Savory Tartlet Puff Pastry Cups with Creamy Chicken Filling
Easy and delicious dinner recipe for savory tartlets (known in Scandinavia as “tarteletter”) with delicious creamy filling made of a whole chicken, green asparagus, canned sweet asparagus, and peas. This is a classic and heartwarming dinner recipe that everyone you serve it for will love.
1 whole chicken
1.27 cups (3 dl) bouillon water from the boiled chicken
1.06 oz (30 g) butter
3 tablespoons flour
14.11 oz (400 g) asparagus, canned
0.63 cups (1.5 dl) milk
1 bundle fresh asparagus
3.53 oz (100 g) frozen peas
0.71 oz (20 g) fresh pea shoots
10 dinner tartlet shells (if you can’t find them use frozen puff pastry sheets and 10 muffin cups to form them)
- NOTE: If you want TWO different meals out of this ONE recipe, then read the PRO TIP in the end of these directions before you follow all the directions below.
- Wash and clean the whole chicken.
- Place it in a large pot and cover it with water. Add salt and pepper and bring to a boil. When it starts boiling, turn down the heat a bit. Add a lid and let it simmer for about an hour.
- Remove chicken from pot when it’s done boiling but save the water. This is now delicious bouillon water that we need later.
- Melt butter in a pot. Then add flour and stir with a whisk so you get a butter/flour ball.
- Now, little by little, add 1.27 cups (3 dl) of the warm bouillon water that your chicken was boiled in. Whisk as you gradually add it.
- Add the asparagus water from your canned asparagus, and then add milk until you get the desired creamy consistency.
- Taste with salt and pepper.
- If the sauce is too thin you can easily create a thickening agent by mixing water and flour or cornstarch in a small cup, and then add that to your sauce little by little while you stir.
- Grab your favorite KUMA kitchen knife and slice the fresh green asparagus into small pieces and add them to the sauce along with the frozen peas and the asparagus from the can.
- Use 2 forks to pull apart the chicken meat and then add it into the sauce.
- Heat up your tartletter shells in the oven.
- Serve warm tartlets with creamy chicken filling and top with fresh pea shoots.
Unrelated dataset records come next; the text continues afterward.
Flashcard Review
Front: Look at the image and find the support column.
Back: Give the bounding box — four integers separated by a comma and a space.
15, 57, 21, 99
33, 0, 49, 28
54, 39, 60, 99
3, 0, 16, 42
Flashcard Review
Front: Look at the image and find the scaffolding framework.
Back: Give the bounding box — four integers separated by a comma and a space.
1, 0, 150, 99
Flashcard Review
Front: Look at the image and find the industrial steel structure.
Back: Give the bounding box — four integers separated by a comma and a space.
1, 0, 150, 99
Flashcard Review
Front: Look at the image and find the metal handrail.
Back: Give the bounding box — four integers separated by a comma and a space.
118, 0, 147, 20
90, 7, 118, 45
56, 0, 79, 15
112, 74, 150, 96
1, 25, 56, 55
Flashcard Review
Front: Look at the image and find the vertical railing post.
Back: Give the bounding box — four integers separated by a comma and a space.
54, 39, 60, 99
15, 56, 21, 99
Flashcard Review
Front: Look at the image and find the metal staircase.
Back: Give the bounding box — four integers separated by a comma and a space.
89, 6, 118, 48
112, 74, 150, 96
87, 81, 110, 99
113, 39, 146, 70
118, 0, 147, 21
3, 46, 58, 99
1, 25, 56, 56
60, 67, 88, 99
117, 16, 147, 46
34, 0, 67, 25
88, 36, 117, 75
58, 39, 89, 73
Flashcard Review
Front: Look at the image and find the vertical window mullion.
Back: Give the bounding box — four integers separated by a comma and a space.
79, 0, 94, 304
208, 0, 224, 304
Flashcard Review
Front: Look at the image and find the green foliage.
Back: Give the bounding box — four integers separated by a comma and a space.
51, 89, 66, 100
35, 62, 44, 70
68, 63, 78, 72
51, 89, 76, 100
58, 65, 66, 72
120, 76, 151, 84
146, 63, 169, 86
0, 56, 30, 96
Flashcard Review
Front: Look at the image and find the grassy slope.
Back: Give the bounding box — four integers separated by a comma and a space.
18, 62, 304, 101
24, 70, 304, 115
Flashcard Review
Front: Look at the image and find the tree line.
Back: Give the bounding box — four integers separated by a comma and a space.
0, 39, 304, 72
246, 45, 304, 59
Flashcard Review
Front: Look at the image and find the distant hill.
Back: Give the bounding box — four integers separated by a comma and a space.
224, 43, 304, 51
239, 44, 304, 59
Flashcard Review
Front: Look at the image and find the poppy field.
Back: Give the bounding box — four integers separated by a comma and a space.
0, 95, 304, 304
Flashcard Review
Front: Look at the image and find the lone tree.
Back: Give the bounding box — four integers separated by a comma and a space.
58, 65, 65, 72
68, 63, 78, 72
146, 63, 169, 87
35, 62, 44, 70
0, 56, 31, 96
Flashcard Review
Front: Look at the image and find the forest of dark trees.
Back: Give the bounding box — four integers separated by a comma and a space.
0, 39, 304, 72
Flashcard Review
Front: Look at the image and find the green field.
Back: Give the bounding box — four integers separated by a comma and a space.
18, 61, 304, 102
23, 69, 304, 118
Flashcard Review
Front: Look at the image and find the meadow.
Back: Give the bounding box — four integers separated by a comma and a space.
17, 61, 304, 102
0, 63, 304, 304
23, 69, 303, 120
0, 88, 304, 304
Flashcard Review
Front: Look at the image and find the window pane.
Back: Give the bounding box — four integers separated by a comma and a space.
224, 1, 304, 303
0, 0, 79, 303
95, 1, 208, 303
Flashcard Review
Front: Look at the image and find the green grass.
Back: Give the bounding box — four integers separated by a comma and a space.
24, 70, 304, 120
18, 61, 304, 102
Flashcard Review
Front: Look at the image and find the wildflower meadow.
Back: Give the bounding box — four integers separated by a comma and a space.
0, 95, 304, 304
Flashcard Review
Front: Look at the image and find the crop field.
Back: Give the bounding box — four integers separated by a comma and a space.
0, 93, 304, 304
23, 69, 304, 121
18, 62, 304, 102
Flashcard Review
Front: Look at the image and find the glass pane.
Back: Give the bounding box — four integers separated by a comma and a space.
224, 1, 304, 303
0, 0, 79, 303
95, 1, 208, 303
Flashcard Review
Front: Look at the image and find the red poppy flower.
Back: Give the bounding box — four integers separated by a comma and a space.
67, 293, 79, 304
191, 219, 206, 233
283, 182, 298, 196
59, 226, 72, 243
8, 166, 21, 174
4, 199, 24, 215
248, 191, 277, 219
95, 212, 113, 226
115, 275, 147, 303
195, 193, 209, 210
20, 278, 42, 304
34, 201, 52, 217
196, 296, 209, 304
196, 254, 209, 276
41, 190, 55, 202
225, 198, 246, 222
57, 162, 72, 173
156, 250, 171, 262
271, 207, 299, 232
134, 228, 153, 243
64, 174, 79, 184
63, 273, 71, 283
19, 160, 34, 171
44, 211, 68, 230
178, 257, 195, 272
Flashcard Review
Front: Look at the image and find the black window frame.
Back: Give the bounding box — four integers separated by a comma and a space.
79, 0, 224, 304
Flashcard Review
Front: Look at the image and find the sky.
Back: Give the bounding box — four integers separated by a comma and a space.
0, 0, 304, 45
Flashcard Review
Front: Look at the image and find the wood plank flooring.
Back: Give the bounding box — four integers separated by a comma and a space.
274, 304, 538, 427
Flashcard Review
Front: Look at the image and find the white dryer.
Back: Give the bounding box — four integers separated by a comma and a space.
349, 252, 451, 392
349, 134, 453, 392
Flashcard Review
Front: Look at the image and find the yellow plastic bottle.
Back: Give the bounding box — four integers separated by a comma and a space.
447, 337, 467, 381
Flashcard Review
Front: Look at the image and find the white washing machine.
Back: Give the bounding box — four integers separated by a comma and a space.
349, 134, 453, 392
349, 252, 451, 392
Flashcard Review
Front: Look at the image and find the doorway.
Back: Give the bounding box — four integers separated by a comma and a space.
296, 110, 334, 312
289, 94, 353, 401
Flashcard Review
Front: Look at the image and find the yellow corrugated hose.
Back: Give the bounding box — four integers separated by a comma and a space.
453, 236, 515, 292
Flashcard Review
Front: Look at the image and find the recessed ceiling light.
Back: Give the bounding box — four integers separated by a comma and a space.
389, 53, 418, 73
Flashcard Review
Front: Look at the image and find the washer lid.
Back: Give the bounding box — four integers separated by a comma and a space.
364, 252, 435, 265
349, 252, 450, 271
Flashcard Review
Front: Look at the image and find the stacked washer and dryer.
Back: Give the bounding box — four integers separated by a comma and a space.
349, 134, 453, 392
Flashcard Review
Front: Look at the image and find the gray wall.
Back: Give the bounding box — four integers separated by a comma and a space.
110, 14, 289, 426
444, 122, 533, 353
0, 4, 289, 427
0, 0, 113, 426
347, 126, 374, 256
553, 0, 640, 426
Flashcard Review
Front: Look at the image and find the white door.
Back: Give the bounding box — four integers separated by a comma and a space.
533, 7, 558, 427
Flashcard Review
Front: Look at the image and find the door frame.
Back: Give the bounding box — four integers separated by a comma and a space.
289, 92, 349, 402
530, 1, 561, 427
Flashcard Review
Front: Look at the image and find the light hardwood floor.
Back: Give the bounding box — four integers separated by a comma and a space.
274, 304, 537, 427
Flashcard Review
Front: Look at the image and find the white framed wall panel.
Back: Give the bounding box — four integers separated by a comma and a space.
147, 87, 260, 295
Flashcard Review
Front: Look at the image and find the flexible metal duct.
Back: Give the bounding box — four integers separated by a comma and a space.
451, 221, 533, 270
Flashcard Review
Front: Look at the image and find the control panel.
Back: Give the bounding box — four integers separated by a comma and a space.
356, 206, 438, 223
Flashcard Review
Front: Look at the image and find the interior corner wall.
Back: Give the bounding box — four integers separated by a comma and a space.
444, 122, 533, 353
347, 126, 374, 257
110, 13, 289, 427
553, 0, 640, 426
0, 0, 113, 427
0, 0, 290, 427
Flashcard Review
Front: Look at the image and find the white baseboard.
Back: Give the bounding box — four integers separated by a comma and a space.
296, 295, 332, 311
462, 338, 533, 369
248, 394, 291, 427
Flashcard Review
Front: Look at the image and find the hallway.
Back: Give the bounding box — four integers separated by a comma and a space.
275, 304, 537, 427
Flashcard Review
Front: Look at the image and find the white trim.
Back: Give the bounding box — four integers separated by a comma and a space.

- PRO TIP - TWO RECIPES IN ONE: Fancy a hearty and warming chicken asparagus soup tomorrow? Just add the chicken bones back into the remaining bouillon water and add a bit more water. Then leave it simmering for hours before removing the bones and putting the bouillon water in the fridge for tomorrow. Make sure to save some of the chicken, peas, and asparagus in a bowl that you keep in the fridge as well. You will get a lovely soup out of this that just needs to be reheated tomorrow with the ingredients in it. Add the fresh asparagus first to soften up and the chicken last as that only needs to be heated up but not boiled, or it’ll turn dry.
Recipe for spring tartlets
Coming fresh out of Easter we were in the mood for a lovely and hearty spring classic, so we made these spring tartlets. We’ve made them with a whole chicken instead of chicken breasts as you get the wonderful bouillon water that way and the shredded meat is just yummy from a whole chicken.
Easy dinner recipe with chicken
This is one of those recipes that seems like a large project but it actually is very easy to make. It consists of just a few ingredients and the most time spent is just waiting for the chicken to boil. You can also make the sauce a day ahead if you wish. In that case just wait adding the chicken, peas and asparagus until you are ready to reheat it.
Easter is such a lovely time of the year where we always have family over for lunch or dinner. We love serving up traditional recipes like this one for those occasions.
Great for weeknight dinner and for weekend dinner
This is such a simple dinner to cook yet it is still super tasty and appetizing. It is one of those dinners that works perfectly on a busy weeknight when you want to treat yourself, but also as a nice weekend dinner when you have friends or family over and want an easy and yummy meal.
Savory puff pastry tartlets as one of your easy meal prep ideas
Tartlets, or “tarteletter” as we call them in Denmark, are perfect for dinner or lunch meal prepping. Simply cook your large batch of tartlet filling and then divide it into food-safe containers you can keep in the fridge or freezer (yes, this meal will be just fine to freeze and defrost later). The tartlet shells usually last for a quite a while - especially before opening the pack (while an open pack will last you about 3-7 days). Simply reheat a few good spoons of sauce on the stove or in the microwave and then heat up the number of tartlet shells you want. Easy peasy chicken dinner.
Chicken in asparagus made on a whole chicken
As you saw above, you can also choose to make this recipe with chicken breasts instead of a whole chicken. This is definitely easier. The benefit of using a whole chicken, though, is that you get so much nice flavor from the chicken bouillon water that you get from boiling your chicken for an hour. Due to this you don’t need to add much else for flavor. Other than chicken we like to add asparagus and peas. It adds a beautiful color and flavors that just fit the meal perfectly. You can also choose to add small carrot dice or white asparagus.